You are a minimalist assistant.
Break down a goal into Goal, Subgoals, Actions, Constraints and FirstStep.
Respond **exclusively** with valid JSON in the following format:
{
‘goal’: ‘Goal’,
‘subgoals’: [“Subgoal1”, ‘Subgoal2’],
‘actions’: [‘Action1’, ‘Action2’],
‘constraints’: [‘Constraint1’, ‘Constraint2’],
“firstStep”: ‘The first step’
}
‘’".trimIndent()
)
suspend fun analyse(input: String): GoalDecomposition = withContext(Dispatchers.Default) {
val response = service.createAgentAndRun(input)
val parsed = response.toGoalDecompositionSafe()
parsed ?: throw IllegalStateException(‘Could not parse JSON. Response: $response’)
}
}
The most important point here is validation. Koog (often in combination with the ‘structured output’ features of modern model providers) ensures that the agent only delivers valid JSON that exactly matches our data class.
This strict separation keeps the app stable. The UI doesn't have to guess whether the AI is hallucinating or has forgotten formatting characters. It always receives a valid object or a clear error. That's the difference between a gimmick and a robust application.
One codebase, many platforms: Compose Multiplatform
The front end of our PoC is implemented with Compose Multiplatform. The motto ‘one screen, one code path, multiple platforms’ fits perfectly with Koog's platform-independent approach.
The screen shows:
- An input field for the goal.
- A loading status (while Koog works in the background).

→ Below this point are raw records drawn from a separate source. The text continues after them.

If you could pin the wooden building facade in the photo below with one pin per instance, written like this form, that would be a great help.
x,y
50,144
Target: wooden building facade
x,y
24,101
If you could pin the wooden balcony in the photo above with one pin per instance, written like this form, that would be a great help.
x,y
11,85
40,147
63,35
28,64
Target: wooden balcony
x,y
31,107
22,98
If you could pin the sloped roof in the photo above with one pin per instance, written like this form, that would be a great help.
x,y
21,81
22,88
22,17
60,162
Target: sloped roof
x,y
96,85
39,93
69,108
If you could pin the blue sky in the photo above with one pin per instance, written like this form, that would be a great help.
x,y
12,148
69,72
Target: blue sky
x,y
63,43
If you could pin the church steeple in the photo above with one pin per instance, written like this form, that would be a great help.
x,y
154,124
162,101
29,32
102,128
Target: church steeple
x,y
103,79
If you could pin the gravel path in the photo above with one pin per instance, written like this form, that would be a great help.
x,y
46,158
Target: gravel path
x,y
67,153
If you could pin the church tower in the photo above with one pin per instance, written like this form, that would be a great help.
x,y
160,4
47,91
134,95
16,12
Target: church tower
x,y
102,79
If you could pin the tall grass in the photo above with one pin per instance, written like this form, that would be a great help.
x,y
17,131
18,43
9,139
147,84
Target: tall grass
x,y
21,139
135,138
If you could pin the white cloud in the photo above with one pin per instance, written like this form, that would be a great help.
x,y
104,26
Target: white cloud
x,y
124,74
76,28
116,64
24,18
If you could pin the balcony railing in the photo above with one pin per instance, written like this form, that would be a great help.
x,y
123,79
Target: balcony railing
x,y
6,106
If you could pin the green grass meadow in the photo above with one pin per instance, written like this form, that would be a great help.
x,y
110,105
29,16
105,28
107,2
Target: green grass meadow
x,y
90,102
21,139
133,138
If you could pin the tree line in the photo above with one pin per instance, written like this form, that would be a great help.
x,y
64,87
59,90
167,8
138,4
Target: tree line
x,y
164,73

- Structured cards for the individual result areas (goals, actions, risks).
This is where the advantage of type safety is particularly evident: the UI does not work with strings or unsafe maps, but directly with the GoalDecomposition data class. We can iterate through lists, check types and show or hide UI elements based on their status (actions.isEmpty()).
Status quo: Where is it running?
The project from the example is currently:
- Android-ready
- Desktop-ready (JVM)
- iOS (not yet active in the setup)
Since both Koog and Compose Multiplatform rely heavily on Kotlin Multiplatform (KMP), iOS integration is absolutely realistic and one of the next logical steps. However, it currently requires additional adjustments, particularly in the area of network configuration and the integration of iOS-specific LLM clients.
The project can be found at https://gitlab.com/fabian-rump/smartassistant.
A look under the hood: What else Koog can do
Our example only scratches the surface. Koog offers many more tools for complex scenarios that are exciting for enterprise applications:
- Tools & Functions: You can provide the agent with real Kotlin functions as ‘tools’. The agent can then decide whether to call a function (getWeather(city: String)) to enrich its response.
- Graph-based strategies: For complex processes, the agent's decision-making process can be modelled as a graph. This prevents the agent from getting caught in an endless loop and makes its behaviour more deterministic.
- Testing: Since the agent is encapsulated in Kotlin code, it can be integrated much better into unit and integration tests than a pure string prompt.
Conclusion
Koog impressively demonstrates how AI agents can be meaningfully integrated into everyday development beyond chat UIs. In combination with Kotlin and Compose Multiplatform, applications are created that are structured, type-safe, cross-platform and, above all, easy to maintain.
The goal decomposition agent presented here is just a simple example. Agents for learning plans, automated project planning, decision-making in a business context or even code reflection are also conceivable.
Anyone who wants to actively and robustly design AI rather than just consume it should definitely take a look at Koog – it brings order to the chaos of language models that we need for professional software development.